Thomas Schroepfer
Associate Professor
Department of Architecture

 

Research


 

Material Design

Material Design explores materials and methods of construction and fabrication in architecture. Materials are analyzed with emphasis on their physical properties, functions, and behavior in manufactured and installed assemblies. The research approach is to extract "layers" or "strata" of material process data from the complex nature of their embedded application in building to develop a language specific to operations and properties leading to the ultimate scale of construction.

Material Design has led to a number of built projects including most recently Bamboo Oblique for the 2009 Gwangju Design Biennale in Korea as well as journal and book publications including "Integrating Material Culture" in Journal of Architectural Education and Birkhäuser Publisher's Principles of Construction book series for that Schroepfer is a subject editor. His book titled Material Design under the same publisher is forthcoming in Spring 2010.

Material Design is supported by a Dean's Grant from the Harvard University Graduate School of Design.

 

 




Global Design and Building Practice

Over the last decades, an increasing spatial reach and density of global interconnectedness continues to weave complex webs and networks of relations between clients, designers, and builders. With the opening of national economies and markets and the related transfer of professional personnel from one place to another, design and building practice is not as apart from design building practice elsewhere as it was before. Otherwise dissimilar elements of professional life have been brought much closer together.

The objective of this research is to provide design and building professionals and researchers with a better understanding of the impacts of global collaborations on discourse and practice. These impacts are examined both in breadth and depth. Methodologies employed include interviews with design and building professionals and researchers, quantitative analyses of project data, and in-depth case studies of recent and current “global projects,” i.e. projects in which local designers and builders collaborate with global designers and builders in various parts of the world.

Global Design and Building Practice has led to a series of publications including Globalization and Building Practice 1: An Analytic Framework and Four Case Studies and Globalization and Building Practice 2: Four Case Studies in Asia (forthcoming 2010). The research is currently supported by the Harvard Asia Center. It was previously supported by a Dean's Grant from the Harvard University Graduate School of Design and Hochtief Group.




TransUrban: Charting Experiments for Cities of the Future

TransUrban is an interdisciplinary research on recent and current city developments in Europe. The idea of sustainable cities is examined here in more than the environmental and ecological aspects, and the emergent forms of urbanism documented and analyzed for lessons that inform on the shape of cities to come. These built experiments embody complex topics of design, building technologies, environmental strategies, as well as models of affordability, but at the same time, explore new trajectories in the development of the city.

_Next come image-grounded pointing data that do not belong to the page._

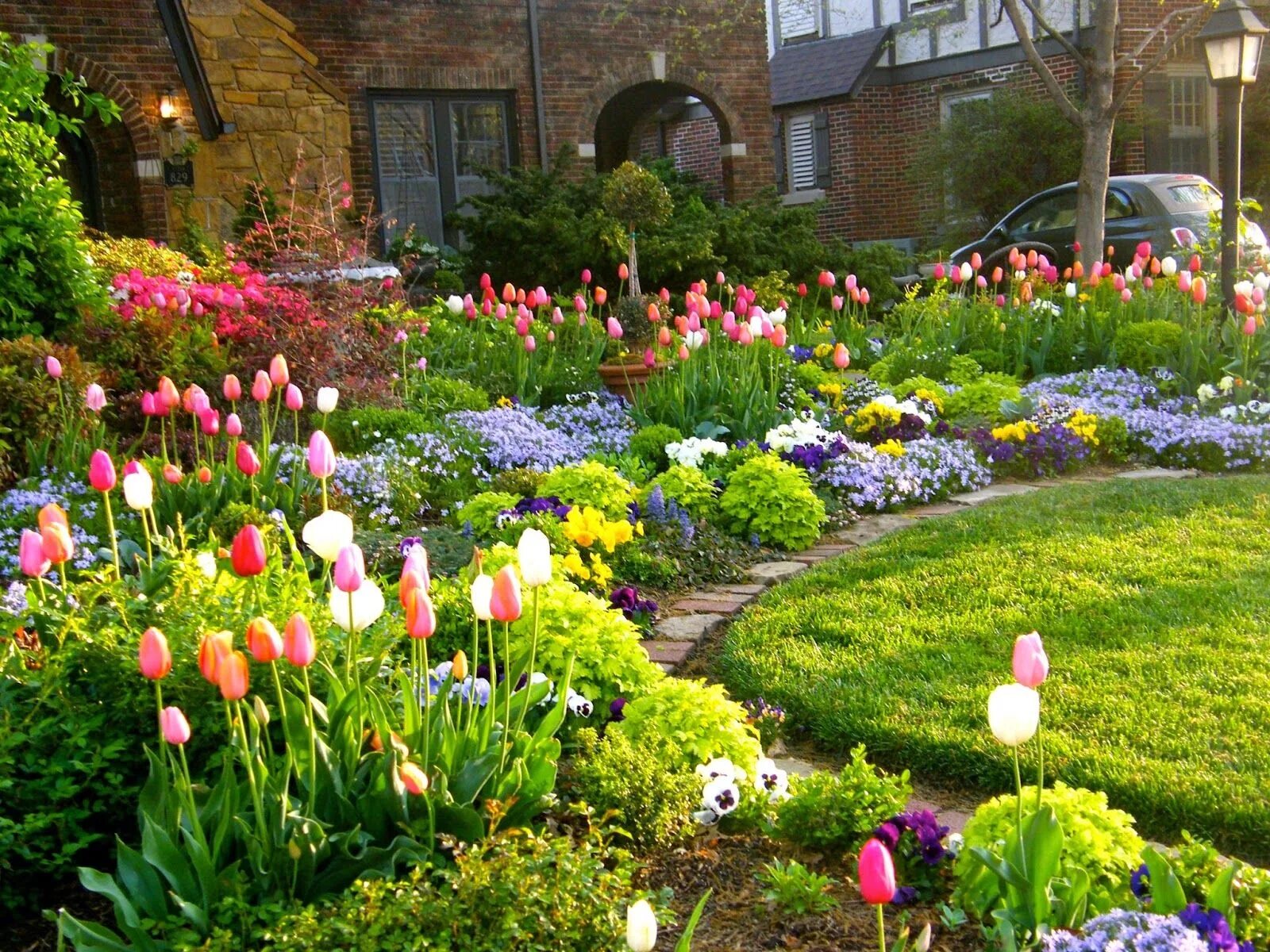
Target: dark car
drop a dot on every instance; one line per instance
(1172, 211)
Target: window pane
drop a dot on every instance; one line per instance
(410, 190)
(802, 158)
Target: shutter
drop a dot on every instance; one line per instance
(821, 127)
(779, 155)
(800, 133)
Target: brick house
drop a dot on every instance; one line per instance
(855, 83)
(406, 101)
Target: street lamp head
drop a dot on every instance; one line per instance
(1232, 44)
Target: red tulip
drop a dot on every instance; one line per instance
(247, 554)
(175, 727)
(505, 603)
(876, 873)
(264, 640)
(101, 471)
(1030, 662)
(233, 676)
(298, 641)
(154, 659)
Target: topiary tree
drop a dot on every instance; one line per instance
(637, 198)
(44, 272)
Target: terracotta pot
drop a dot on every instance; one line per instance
(626, 378)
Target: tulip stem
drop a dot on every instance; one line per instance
(114, 543)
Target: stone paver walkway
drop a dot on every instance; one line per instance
(702, 613)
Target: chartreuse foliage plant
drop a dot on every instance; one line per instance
(1147, 594)
(774, 501)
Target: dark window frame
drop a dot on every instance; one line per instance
(444, 144)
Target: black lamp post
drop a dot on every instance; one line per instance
(1232, 48)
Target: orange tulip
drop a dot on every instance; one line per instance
(233, 676)
(213, 651)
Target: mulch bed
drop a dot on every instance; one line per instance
(738, 919)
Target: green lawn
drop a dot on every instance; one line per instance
(1153, 600)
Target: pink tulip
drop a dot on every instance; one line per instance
(876, 873)
(175, 727)
(349, 569)
(321, 456)
(1030, 662)
(262, 387)
(31, 554)
(101, 471)
(505, 602)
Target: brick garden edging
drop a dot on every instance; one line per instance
(702, 613)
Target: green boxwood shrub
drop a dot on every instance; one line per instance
(1146, 344)
(689, 723)
(979, 400)
(649, 444)
(1096, 838)
(841, 810)
(652, 801)
(591, 484)
(689, 486)
(774, 501)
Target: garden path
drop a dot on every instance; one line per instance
(702, 615)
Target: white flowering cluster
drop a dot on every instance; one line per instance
(798, 433)
(694, 450)
(723, 780)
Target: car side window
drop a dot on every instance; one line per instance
(1053, 213)
(1118, 206)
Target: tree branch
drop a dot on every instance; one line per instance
(1057, 35)
(1064, 105)
(1197, 16)
(1191, 12)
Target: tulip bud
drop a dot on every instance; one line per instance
(413, 778)
(1014, 714)
(876, 873)
(298, 641)
(101, 471)
(56, 543)
(279, 372)
(175, 727)
(349, 569)
(264, 640)
(1030, 662)
(641, 927)
(233, 676)
(321, 456)
(247, 460)
(247, 554)
(139, 490)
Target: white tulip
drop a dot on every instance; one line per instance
(1014, 714)
(328, 533)
(641, 927)
(139, 490)
(483, 587)
(327, 399)
(535, 558)
(368, 606)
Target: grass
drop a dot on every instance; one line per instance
(1153, 600)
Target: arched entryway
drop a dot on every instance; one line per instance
(664, 118)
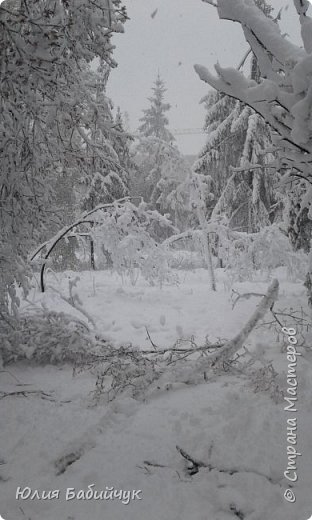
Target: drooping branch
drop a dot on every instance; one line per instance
(84, 219)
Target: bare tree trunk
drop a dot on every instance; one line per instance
(207, 249)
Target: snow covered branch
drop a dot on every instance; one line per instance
(284, 96)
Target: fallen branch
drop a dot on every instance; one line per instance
(235, 344)
(25, 393)
(197, 464)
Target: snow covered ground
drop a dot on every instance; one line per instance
(56, 440)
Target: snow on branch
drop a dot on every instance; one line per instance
(284, 95)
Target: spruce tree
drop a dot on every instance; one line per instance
(238, 137)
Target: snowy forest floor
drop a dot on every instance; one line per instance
(53, 439)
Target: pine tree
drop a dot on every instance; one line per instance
(45, 48)
(161, 167)
(238, 137)
(154, 121)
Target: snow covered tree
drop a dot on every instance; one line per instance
(283, 95)
(161, 167)
(238, 137)
(154, 120)
(45, 48)
(104, 177)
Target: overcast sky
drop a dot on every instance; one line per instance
(180, 34)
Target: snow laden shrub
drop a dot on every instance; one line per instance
(128, 234)
(46, 337)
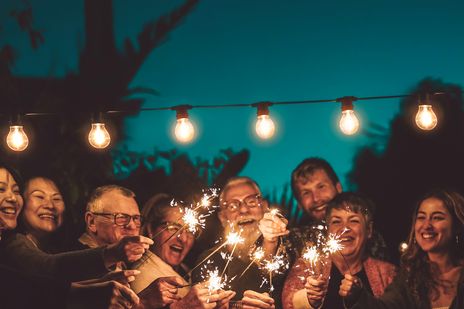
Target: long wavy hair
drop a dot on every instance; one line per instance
(421, 274)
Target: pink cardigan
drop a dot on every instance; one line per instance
(379, 273)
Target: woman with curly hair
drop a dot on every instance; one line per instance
(350, 216)
(432, 273)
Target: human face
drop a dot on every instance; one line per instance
(104, 228)
(44, 206)
(247, 215)
(11, 201)
(174, 250)
(353, 231)
(433, 228)
(314, 192)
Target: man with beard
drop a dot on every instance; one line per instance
(315, 184)
(243, 209)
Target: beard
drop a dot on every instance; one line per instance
(250, 234)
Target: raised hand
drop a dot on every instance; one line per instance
(350, 285)
(224, 298)
(103, 295)
(272, 226)
(253, 300)
(127, 249)
(161, 292)
(199, 297)
(316, 289)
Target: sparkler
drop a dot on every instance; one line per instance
(233, 238)
(257, 255)
(276, 265)
(192, 218)
(334, 246)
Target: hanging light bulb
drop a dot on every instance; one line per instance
(265, 127)
(425, 117)
(349, 123)
(184, 130)
(98, 136)
(17, 139)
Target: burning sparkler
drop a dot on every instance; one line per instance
(256, 256)
(276, 265)
(192, 218)
(233, 238)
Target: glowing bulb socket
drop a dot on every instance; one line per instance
(17, 139)
(426, 118)
(99, 137)
(265, 127)
(349, 122)
(184, 130)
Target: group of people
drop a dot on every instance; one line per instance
(132, 258)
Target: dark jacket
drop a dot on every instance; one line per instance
(20, 253)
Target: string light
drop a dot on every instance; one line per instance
(425, 117)
(184, 130)
(265, 127)
(349, 123)
(17, 139)
(99, 137)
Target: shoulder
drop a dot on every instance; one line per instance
(379, 264)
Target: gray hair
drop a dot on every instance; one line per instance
(94, 205)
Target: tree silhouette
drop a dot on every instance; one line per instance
(101, 84)
(413, 161)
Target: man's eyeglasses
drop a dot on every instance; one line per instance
(251, 201)
(121, 219)
(178, 229)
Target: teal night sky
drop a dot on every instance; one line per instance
(236, 51)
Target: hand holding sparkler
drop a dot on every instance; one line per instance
(161, 292)
(252, 299)
(351, 286)
(128, 249)
(273, 225)
(199, 296)
(316, 289)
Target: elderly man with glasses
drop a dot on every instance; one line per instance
(113, 219)
(244, 210)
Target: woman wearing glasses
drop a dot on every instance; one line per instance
(162, 279)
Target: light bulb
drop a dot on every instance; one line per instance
(349, 123)
(98, 136)
(184, 130)
(265, 127)
(17, 139)
(403, 247)
(426, 118)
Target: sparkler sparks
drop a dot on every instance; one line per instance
(193, 220)
(334, 243)
(276, 265)
(234, 238)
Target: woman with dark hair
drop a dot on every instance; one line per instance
(432, 272)
(22, 290)
(350, 217)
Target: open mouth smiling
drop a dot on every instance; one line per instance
(245, 222)
(9, 210)
(48, 217)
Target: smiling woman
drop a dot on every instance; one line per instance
(432, 272)
(349, 216)
(43, 211)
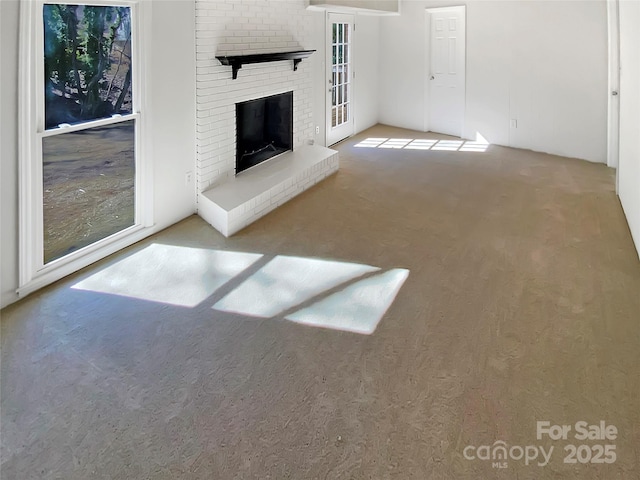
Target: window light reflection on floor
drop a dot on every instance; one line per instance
(338, 295)
(480, 145)
(285, 282)
(171, 274)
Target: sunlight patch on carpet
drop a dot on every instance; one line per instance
(358, 308)
(480, 145)
(285, 282)
(169, 274)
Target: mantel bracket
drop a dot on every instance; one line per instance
(236, 61)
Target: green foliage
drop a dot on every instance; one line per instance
(81, 45)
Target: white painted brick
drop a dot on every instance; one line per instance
(245, 26)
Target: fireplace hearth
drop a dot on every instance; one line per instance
(264, 129)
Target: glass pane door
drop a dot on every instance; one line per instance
(340, 124)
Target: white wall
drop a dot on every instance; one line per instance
(387, 6)
(367, 67)
(8, 150)
(170, 107)
(629, 166)
(543, 63)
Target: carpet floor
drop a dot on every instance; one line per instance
(403, 319)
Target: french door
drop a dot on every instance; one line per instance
(340, 77)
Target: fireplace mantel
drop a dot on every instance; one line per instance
(236, 61)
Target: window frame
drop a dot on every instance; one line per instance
(34, 273)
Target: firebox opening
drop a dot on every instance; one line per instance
(264, 129)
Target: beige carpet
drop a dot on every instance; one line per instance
(521, 304)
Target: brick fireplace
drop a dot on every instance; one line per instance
(245, 27)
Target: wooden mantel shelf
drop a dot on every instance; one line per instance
(236, 61)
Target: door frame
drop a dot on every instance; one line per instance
(328, 63)
(427, 66)
(613, 97)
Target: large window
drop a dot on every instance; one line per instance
(81, 131)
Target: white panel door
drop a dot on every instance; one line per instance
(447, 70)
(339, 77)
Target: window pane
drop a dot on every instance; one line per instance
(88, 180)
(87, 62)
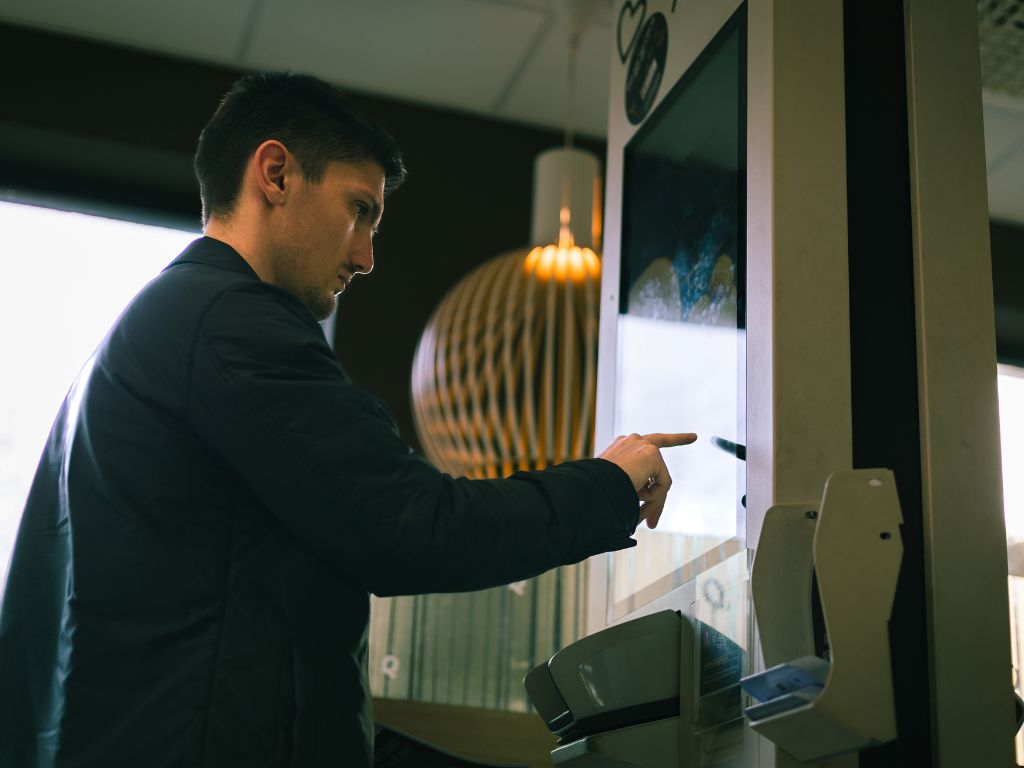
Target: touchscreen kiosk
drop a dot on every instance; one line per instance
(680, 326)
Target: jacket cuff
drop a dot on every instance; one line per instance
(617, 488)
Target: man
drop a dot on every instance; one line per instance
(216, 500)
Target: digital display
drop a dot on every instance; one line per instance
(680, 350)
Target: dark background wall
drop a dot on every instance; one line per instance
(110, 129)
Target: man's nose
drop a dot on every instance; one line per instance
(363, 259)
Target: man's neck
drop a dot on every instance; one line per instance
(247, 248)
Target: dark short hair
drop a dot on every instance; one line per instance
(308, 116)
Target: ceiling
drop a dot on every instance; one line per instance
(504, 58)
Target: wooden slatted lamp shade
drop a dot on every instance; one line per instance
(504, 376)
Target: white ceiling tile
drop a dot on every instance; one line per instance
(1004, 130)
(193, 29)
(457, 53)
(541, 92)
(1006, 188)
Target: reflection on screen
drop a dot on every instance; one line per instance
(680, 335)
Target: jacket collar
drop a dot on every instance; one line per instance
(214, 253)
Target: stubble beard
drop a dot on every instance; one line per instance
(318, 300)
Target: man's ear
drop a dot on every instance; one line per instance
(271, 164)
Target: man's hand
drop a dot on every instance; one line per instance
(640, 458)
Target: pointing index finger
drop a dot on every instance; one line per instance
(671, 439)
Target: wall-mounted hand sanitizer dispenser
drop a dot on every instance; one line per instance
(827, 690)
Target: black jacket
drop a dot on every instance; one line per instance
(214, 503)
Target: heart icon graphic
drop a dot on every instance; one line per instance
(630, 18)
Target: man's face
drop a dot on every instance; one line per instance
(326, 232)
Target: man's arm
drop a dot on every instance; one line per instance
(321, 453)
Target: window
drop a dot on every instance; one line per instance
(67, 278)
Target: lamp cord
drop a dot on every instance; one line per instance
(565, 239)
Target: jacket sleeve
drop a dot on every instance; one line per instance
(269, 398)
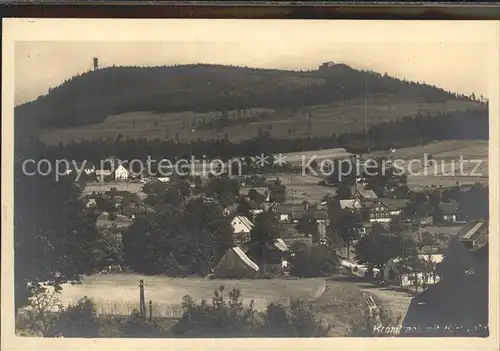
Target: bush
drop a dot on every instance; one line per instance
(219, 318)
(135, 326)
(297, 320)
(230, 318)
(79, 320)
(41, 314)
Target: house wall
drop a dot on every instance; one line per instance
(121, 174)
(381, 220)
(239, 227)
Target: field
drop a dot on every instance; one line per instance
(119, 293)
(326, 119)
(446, 171)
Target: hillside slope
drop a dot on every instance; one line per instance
(91, 97)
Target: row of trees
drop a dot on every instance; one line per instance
(406, 132)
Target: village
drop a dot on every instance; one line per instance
(162, 192)
(428, 219)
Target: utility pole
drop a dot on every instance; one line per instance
(142, 302)
(366, 114)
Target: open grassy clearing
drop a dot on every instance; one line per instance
(326, 119)
(122, 292)
(342, 306)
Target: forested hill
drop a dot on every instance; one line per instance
(90, 97)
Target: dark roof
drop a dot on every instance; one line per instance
(320, 215)
(481, 253)
(395, 204)
(296, 209)
(288, 230)
(449, 207)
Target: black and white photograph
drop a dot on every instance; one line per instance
(250, 179)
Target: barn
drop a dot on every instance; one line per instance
(236, 264)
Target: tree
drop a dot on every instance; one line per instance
(277, 192)
(55, 236)
(254, 195)
(376, 250)
(347, 227)
(266, 228)
(314, 261)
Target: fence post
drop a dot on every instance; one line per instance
(142, 303)
(150, 310)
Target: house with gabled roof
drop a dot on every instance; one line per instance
(474, 234)
(351, 204)
(360, 192)
(242, 227)
(383, 210)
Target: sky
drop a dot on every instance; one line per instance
(443, 56)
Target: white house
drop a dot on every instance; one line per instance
(352, 204)
(242, 227)
(241, 224)
(121, 173)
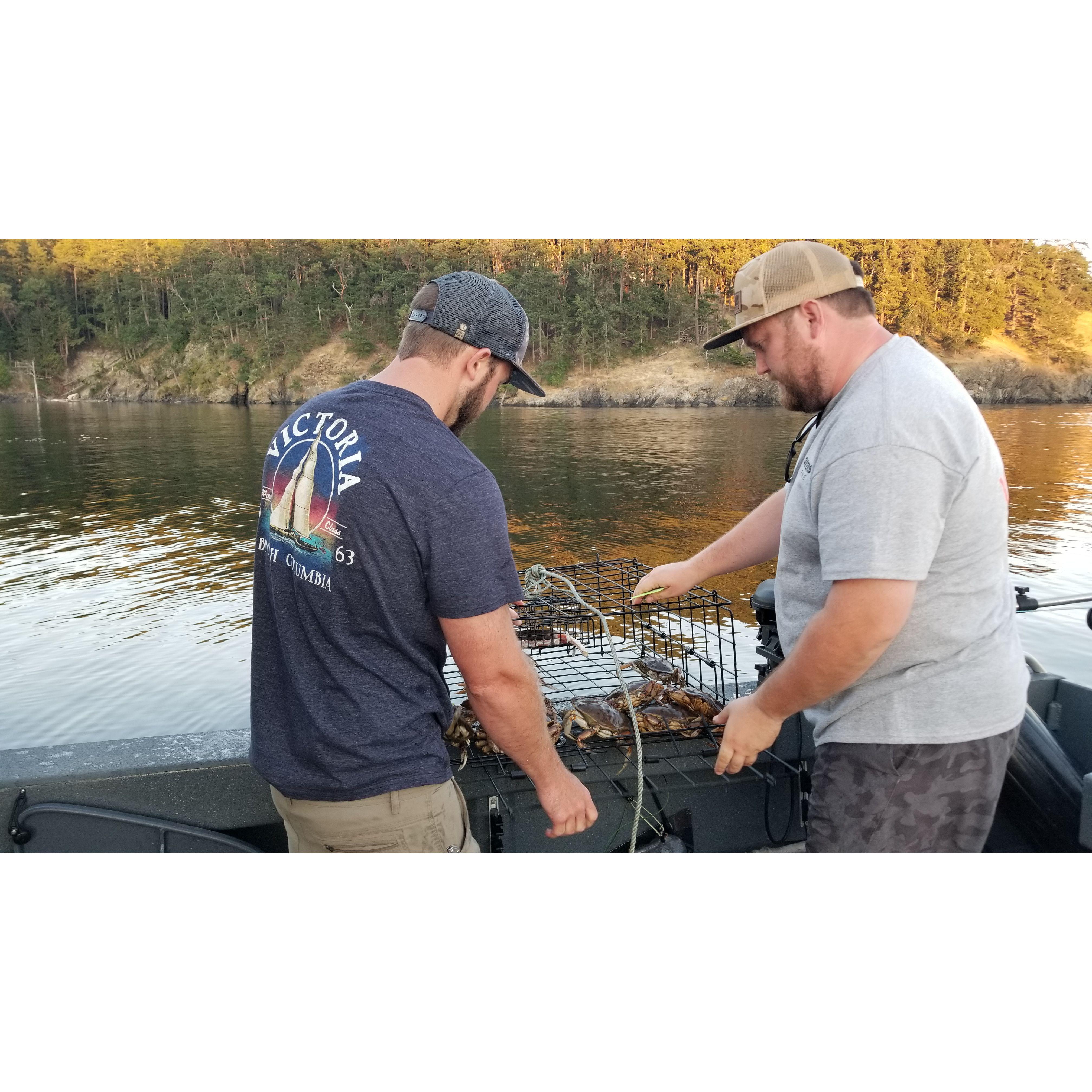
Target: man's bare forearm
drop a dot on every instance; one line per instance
(753, 541)
(511, 710)
(854, 628)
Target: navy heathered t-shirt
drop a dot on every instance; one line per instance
(376, 521)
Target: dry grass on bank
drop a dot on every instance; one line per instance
(997, 373)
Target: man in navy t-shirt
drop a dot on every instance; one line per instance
(383, 541)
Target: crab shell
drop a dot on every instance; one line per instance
(696, 705)
(662, 719)
(644, 694)
(657, 668)
(594, 717)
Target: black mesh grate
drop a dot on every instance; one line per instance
(695, 634)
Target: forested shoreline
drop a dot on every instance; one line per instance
(186, 317)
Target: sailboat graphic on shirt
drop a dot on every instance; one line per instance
(291, 517)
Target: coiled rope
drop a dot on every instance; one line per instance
(537, 581)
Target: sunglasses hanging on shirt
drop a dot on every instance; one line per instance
(801, 437)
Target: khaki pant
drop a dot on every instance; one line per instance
(426, 820)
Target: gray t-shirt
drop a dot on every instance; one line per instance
(902, 481)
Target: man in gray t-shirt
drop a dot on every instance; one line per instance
(895, 606)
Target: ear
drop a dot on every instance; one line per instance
(814, 316)
(476, 363)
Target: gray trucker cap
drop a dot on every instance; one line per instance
(484, 314)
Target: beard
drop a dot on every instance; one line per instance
(472, 405)
(802, 389)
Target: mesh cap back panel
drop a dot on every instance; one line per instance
(786, 270)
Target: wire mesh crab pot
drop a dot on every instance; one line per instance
(692, 640)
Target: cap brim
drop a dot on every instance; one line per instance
(520, 379)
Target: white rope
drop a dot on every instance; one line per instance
(537, 583)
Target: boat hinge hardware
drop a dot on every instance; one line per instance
(17, 834)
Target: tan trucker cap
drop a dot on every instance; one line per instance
(784, 278)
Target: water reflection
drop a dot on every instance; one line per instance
(1048, 454)
(125, 574)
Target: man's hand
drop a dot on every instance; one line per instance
(676, 579)
(747, 731)
(568, 804)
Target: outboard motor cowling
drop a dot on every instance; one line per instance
(764, 603)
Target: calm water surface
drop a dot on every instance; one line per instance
(125, 569)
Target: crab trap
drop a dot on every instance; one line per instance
(680, 660)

Two in a planned series of in-depth case studies have been conducted so far: 

Case Study 1: Vauban describes the guiding principles and their implementation in the planning and design of a new major development of a sustainable city district: a 38-hectare former barracks site near the town center of Freiburg, Germany that was purchased by the city in 1994 with the goal to convert it into a flagship environmental and social project. Vauban comprises 2,000 homes to house 5,000 people, as well as business units to provide about 500-600 jobs. The project is currently nearing completion and is widely seen as one of the most positive examples in Europe of environmental thinking in relation to urban design.

Case Study 2: solarCity LInz currently comprises about 1,300 homes and 3,000 inhabitants. Solarcity was designed as a flagship development for renewable energies in urban design and includes projects by architects like Foster and Partners, Richard Rogers, and Thomas Herzog. Construction time of the nucleus of solarCity took place from 1995 to 2005. It will eventually grow to 25,000 inhabitants and become the largest sustainable town-planning example in Europe. 

TransUrban has led to a number of publications including TransUrban: Charting Experiments for Cities of the Future – Case Study 2: solarCity Linz and TransUrban: Charting Experiments for Cities of the Future – Case Study 1: Vauban. The project has further led to a traveling exhibition that was shown at Harvard University Graduate School of Design, December 2006 to January 2007; Urban Redevelopment Authority Singapore, Architecture and Design Excellence Program, in collaboration with Singapore Institute of Architects, Goethe-Institut Singapore, and Harvard External Relations in March 2007; Tsinghua University Beijing, in collaboration with Goethe-Institut Beijing in April 2007; Hong Kong Institute of Architects, in collaboration with Goethe-Institut Hong Kong, Harvard Club of Hong Kong, and Harvard External Relations in May 2007; SPACE Group Gallery, Seoul, Korea, supported by Urban Design Institute of Korea and Goethe-Institut Korea in July 2007; Fundación Metrópoli in Madrid, Spain in collaboration with Goethe-Institut Madrid and Harvard External Relations August in September 2007.

The research is currently supported by a Faculty Research Grant from the Real Estate Academic Initiative at Harvard University (REAI). It was previously supported by a Dean's Grant from the Harvard University Graduate School of Design and by the German Goethe-Institute.